To focus on just one such group—here are some thoughts about many more—seven MLB managers are in their 60s or 70s, led by new Astros skipper Dusty Baker, a 71-year-old Black man who will be managing amid a pandemic that discriminates by age and race. Seven more managers are between the ages of 55 and 59 (or will turn 55 during this season).

Baker happens to be the manager of a team that plays in Texas, which won’t merely host games; the state appears poised to host games with fans. Texas governor Greg Abbott reiterated Tuesday that his stance on allowing fans in ballparks hasn’t changed—on the same day that he announced records in the state’s number of COVID-19 infections and hospitalization rate.

On Wednesday, Astros owner Jim Crane, who hired Baker this spring, followed Abbott’s lead. He said his goal was to “get some people in the building and sell some tickets, some merchandise, some cold beer, whatever they’d like to have.” The state’s current plan would allow parks to operate at 50 percent capacity—as if the pandemic weren’t already a sufficient logistical challenge without 20,000 fans crowding the concourse.

Texas’s optimism about fan attendance may be unique because of the local government’s laxity—or it may not be; the Red Sox and White Sox apparently want fans, too—but it’s not the only baseball-playing state suffering from a rapid spread at the moment.
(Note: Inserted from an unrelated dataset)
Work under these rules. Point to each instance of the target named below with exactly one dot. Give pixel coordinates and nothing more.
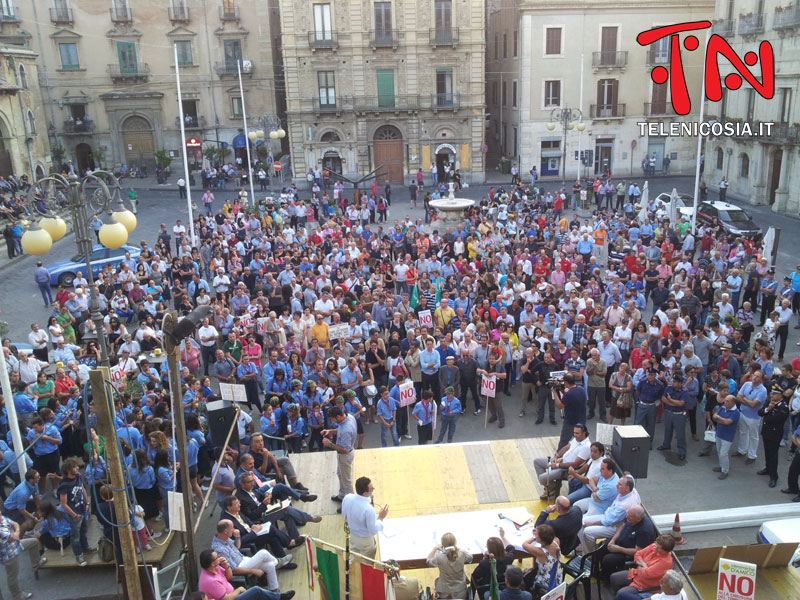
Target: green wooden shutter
(386, 88)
Fifteen MLB teams—half the league—play in states with a current estimated transmission rate higher than 1, meaning the virus is spreading quickly in those areas, even accounting for increased testing.

And because MLB is not adopting a bubble structure—which admittedly would have been subject to scrutiny itself—the other 15 teams won’t be able to avoid the hot spots. The Red Sox may be relatively safe in Massachusetts, which may have the lowest transmission rate in the country, but they also must travel to Florida to play the Marlins and Rays. Toronto would conceivably be on their itinerary as well, but international travel is even more complicated, and MLB reportedly didn’t submit the required health plan to Canadian health authorities until Wednesday.

Earlier this month, the New York Daily News’s Bradford William Davis reported that despite MLB’s assurances that it was working on coordinating health protocols with local governments, only five county and city health departments “confirmed any interaction with MLB or the local team in their jurisdiction regarding health and safety measures.”

Davis continued: “Other local health leaders presented serious questions—if not irreconcilable conflicts—with the proposed procedures in place, or at least what they understood of them. And that’s when health departments spoke at all.”

With the league’s agreement reached and the season timeline set, with Spring Training 2.0, Summer Edition set to begin less than a week from now on July 1, those conversations will surely pick up now. But with all the complications and all the uncertainty, with the twin challenges of a surging national health crisis and only partial safety procedures, it’s not difficult to imagine a scenario in which an outbreak inside the league forces more questions about the sustainability of a season played in such circumstances.

The 2020 season is coming. Or at least it’s supposed to; the month between now and Opening Day is a long time for the shape of the coronavirus in the United States to morph once again. Those are the facts.

The question is: Should the season come? Or, more perniciously: How long until MLB must reckon with whether to shut the whole operation down once again?